Nel frattempo, buon weekend!
Lo ammetto ho temuto che sarebbe diventata la ormai comune glorificazione dell'obesità. Invece è un pezzo molto equilibrato e che dice chiaramente una cosa ovvia (eccesso calorico) che non piace a molti e che ha varie ragioni (queste si possono essere giustificabili).
Obesità come malattia no, fattore di rischio si. Però può essere anche un fattore invalidante, da obesi difficilmente si potranno fare tante delle cose che si fanno da magri, il fatto che si paragoni ad un'altra condizione invalidante (forte fumatore) non è che la renda più giustificabile. Semplicemente nel caso dell'obeso è palese, nel fumatore no.

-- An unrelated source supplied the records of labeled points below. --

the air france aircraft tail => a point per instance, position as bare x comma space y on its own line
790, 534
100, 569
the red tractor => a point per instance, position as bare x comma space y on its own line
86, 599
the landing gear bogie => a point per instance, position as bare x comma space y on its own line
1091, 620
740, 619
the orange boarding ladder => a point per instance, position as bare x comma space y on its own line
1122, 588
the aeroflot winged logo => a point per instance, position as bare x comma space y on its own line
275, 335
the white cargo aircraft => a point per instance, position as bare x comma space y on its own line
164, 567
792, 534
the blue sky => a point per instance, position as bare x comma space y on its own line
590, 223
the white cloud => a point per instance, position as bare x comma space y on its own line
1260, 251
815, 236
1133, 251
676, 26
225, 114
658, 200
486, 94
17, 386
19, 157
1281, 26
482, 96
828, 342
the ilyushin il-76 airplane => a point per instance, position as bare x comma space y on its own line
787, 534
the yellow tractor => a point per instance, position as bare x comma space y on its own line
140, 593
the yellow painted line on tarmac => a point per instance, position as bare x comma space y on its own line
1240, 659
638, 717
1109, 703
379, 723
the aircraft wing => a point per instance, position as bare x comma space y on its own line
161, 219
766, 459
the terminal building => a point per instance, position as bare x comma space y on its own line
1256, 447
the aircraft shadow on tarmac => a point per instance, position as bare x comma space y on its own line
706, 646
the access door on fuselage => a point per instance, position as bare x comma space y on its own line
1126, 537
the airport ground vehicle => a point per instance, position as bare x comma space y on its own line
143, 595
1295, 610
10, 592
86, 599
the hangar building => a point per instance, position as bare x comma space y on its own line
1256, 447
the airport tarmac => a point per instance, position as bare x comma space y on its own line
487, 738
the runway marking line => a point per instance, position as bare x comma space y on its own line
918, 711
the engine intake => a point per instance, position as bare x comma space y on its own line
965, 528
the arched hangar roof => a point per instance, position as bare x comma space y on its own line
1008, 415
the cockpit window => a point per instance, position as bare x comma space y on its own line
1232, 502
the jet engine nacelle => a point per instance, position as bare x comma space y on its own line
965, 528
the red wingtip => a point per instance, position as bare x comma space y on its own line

Vorrei aggiungere una cosa importante a questo articolo che coglie perfettamente il punto sul problema della stigmatizzazione dell’obesità. Se una persona vuole accedere agli ambulatori del ssn che si occupano di controllo del peso, è difficilissimo. Il problema del sovrappeso c’è, dell’obesitá pure per il ssn ma non ci sono visite ad hoc da fare col ssn. Sembra che quegli ambulatori sotto endocrinologia di dietologia, si occupino quasi solo delle persone obese che si preparano alla chirurgia bariatrica e non di creare diete come fanno i nutrizionisti o i medici dietisti e dietologi a pagamento. Se l’obesità è considerata un problema per i medici e per lo Stato, dovrebbero essere dati gli strumenti anche per migliorare le condizioni fisiche dei pazienti con visite idonee. Per non parlare delle liste di attesa che sono di quattro mesi/cinque mesi dalla prima visita talvolta. A questi ambulatori si accede solo come seconda visita dopo la prima visita endocrinologica, per cui i tempi tempi si allungano inesorabilmente. Anche questo va detto. La cosa assurda che ho riscontrato io e che non ritengo giusta è che per qualsiasi patologia possibile, ad esempio anche una tosse persistente, per i medici tutto è riconducibile al sovrappeso o all’obesità se ce l’hai. Anche se non sono in relazione alcuna.